5. Sulit diterapkan pada kondisi perikanan yang memiliki ragam jenis (multispecies).

Keuntungan optimal tidak terjadi pada saat MSY. Keuntungan optimal terjadi pada saat
maximum economic yield (MEY), dimana marginal revenue (MR) adalah sama dengan
marginal cost (MC). Hal itu sesuai dengan prinsip maksimisasi profit atau keuntungan.

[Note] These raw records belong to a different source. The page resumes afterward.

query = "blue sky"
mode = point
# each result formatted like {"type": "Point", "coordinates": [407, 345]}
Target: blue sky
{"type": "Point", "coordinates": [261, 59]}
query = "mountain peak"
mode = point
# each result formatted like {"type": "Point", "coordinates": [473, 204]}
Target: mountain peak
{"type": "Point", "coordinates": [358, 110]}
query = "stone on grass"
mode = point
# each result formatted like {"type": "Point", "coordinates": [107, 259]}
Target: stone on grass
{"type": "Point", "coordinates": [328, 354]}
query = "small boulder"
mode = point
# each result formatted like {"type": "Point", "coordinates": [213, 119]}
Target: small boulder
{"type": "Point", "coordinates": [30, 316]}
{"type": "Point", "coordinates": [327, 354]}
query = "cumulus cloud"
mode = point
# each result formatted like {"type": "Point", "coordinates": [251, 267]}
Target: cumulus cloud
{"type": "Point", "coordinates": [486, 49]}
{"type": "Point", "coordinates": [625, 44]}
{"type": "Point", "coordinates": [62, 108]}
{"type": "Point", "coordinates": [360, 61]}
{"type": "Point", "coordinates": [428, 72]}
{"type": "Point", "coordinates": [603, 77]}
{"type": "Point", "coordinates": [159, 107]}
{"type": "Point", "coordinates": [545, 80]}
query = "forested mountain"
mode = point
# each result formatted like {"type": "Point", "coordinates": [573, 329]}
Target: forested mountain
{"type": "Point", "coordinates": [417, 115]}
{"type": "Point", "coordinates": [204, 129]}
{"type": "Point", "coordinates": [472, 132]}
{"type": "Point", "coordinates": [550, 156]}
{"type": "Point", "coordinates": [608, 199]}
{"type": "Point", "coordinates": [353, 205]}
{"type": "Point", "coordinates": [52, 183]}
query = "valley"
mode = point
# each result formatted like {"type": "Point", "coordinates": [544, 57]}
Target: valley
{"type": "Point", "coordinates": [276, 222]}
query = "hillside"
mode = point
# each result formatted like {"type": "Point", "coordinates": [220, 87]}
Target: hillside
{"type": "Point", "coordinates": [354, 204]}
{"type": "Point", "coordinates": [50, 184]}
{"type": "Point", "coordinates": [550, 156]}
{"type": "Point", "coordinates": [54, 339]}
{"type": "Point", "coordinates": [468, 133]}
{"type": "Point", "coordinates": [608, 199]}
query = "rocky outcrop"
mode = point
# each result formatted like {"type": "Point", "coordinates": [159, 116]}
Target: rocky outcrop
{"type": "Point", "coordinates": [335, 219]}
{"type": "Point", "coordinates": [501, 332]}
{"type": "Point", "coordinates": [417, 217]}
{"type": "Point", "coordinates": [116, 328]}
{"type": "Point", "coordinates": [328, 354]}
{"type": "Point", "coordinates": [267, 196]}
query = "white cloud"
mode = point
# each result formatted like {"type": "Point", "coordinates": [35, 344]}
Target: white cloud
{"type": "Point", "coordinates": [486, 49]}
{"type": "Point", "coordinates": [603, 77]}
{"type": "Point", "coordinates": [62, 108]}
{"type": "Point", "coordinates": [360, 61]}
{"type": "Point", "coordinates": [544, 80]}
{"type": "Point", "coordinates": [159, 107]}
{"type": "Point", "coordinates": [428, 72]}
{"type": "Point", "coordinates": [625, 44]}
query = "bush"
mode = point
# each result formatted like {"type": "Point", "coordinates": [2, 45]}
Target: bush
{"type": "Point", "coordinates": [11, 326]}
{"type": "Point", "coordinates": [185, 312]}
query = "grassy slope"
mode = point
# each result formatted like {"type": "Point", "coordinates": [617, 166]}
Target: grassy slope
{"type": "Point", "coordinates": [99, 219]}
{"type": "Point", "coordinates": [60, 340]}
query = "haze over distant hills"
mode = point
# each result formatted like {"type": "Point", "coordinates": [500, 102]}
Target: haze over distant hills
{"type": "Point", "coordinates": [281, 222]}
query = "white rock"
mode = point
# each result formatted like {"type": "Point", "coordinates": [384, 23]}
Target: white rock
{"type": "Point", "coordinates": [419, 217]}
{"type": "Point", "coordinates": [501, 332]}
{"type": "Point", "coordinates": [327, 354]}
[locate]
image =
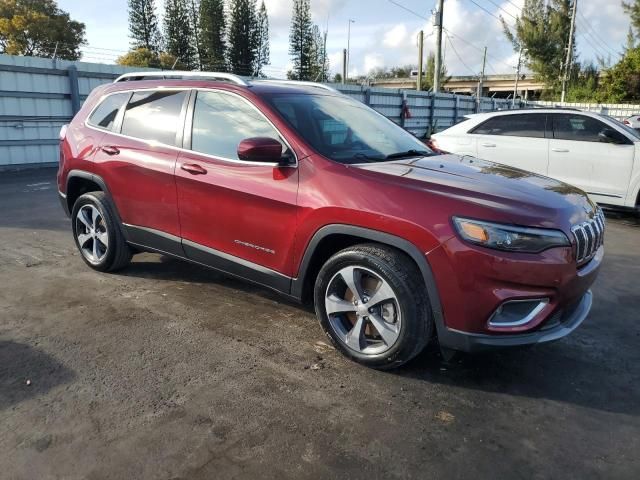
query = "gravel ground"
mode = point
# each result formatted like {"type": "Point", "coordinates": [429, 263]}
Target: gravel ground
{"type": "Point", "coordinates": [171, 371]}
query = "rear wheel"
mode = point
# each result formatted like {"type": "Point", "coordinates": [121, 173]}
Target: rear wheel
{"type": "Point", "coordinates": [97, 233]}
{"type": "Point", "coordinates": [371, 301]}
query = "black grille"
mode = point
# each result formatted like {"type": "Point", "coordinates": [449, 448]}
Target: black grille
{"type": "Point", "coordinates": [589, 236]}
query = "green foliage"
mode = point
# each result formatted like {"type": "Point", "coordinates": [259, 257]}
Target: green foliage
{"type": "Point", "coordinates": [262, 49]}
{"type": "Point", "coordinates": [301, 41]}
{"type": "Point", "coordinates": [35, 27]}
{"type": "Point", "coordinates": [143, 57]}
{"type": "Point", "coordinates": [621, 83]}
{"type": "Point", "coordinates": [632, 8]}
{"type": "Point", "coordinates": [427, 82]}
{"type": "Point", "coordinates": [194, 18]}
{"type": "Point", "coordinates": [212, 35]}
{"type": "Point", "coordinates": [143, 25]}
{"type": "Point", "coordinates": [243, 37]}
{"type": "Point", "coordinates": [178, 33]}
{"type": "Point", "coordinates": [542, 29]}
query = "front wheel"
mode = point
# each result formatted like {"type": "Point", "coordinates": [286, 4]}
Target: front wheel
{"type": "Point", "coordinates": [372, 302]}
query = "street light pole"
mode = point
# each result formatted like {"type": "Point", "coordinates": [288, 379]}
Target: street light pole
{"type": "Point", "coordinates": [348, 46]}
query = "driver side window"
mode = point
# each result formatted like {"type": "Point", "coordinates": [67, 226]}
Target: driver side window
{"type": "Point", "coordinates": [221, 121]}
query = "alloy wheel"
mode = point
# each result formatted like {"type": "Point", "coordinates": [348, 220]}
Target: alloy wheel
{"type": "Point", "coordinates": [92, 235]}
{"type": "Point", "coordinates": [363, 310]}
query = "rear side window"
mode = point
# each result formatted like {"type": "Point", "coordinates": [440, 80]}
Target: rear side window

Meskipun hasil tangkapan pada level MSY adalah maksimal, namun keuntungan tidak
hanya dipengaruhi oleh faktor produksi dan penerimaan, tetapi juga dipengaruhi oleh biaya.
Prinsip efektifitas dan efisiensi perlu dipadukan. Produksi dan penerimaan terkait dengan
prinsip efektifitas, sedangkan biaya atau pengeluaran terkait dengan prinsip efisiensi. Pada
level MEY, produksi berada pada level optimal secara ekonomi, dimana walaupun
produksinya tidak maksimal, namun masih relatif tinggi dan pengeluarannya efisien
sehingga keuntungannya tertinggi.

Kondisi open access equilibrium (OAE) atau keseimbangan akses terbuka terjadi pada saat
sumberdaya perikanan bersifat open acces. Pada saat kondisi tidak ada hambatan masuk
(entry) dan hambatan upaya (effort), maka akan dapat mengakibatkan pemanfaatan
sumberdaya ikan menuju break even point (BEP), dimana total revenue (TR) sama dengan
total cost (TC).
Selama kegiatan penangkapan menguntungkan, maka akan mendorong orang untuk
melakukan peningkatan kegiatan penangkapan. Namun, sumberdaya ikan memiliki
keterbatasan dalam daya regenerasi. Oleh karena itu, apabila tingkat penangkapan melebihi
level MSY, maka peningkatan upaya penangkapan justru menyebabkan penurunan
produksi. Apabila menggunakan asumsi harga dan biaya konstan, maka terjadi transisi
kegiatan penangkapan yang semula menguntungkan, berubah menjadi BEP (break even
point), dimana kalau terus dipaksakan maka justru menyebabkan kegiatan penangkapan
berada pada kondisi merugikan, dimana penerimaan lebih kecil daripada pengeluaran.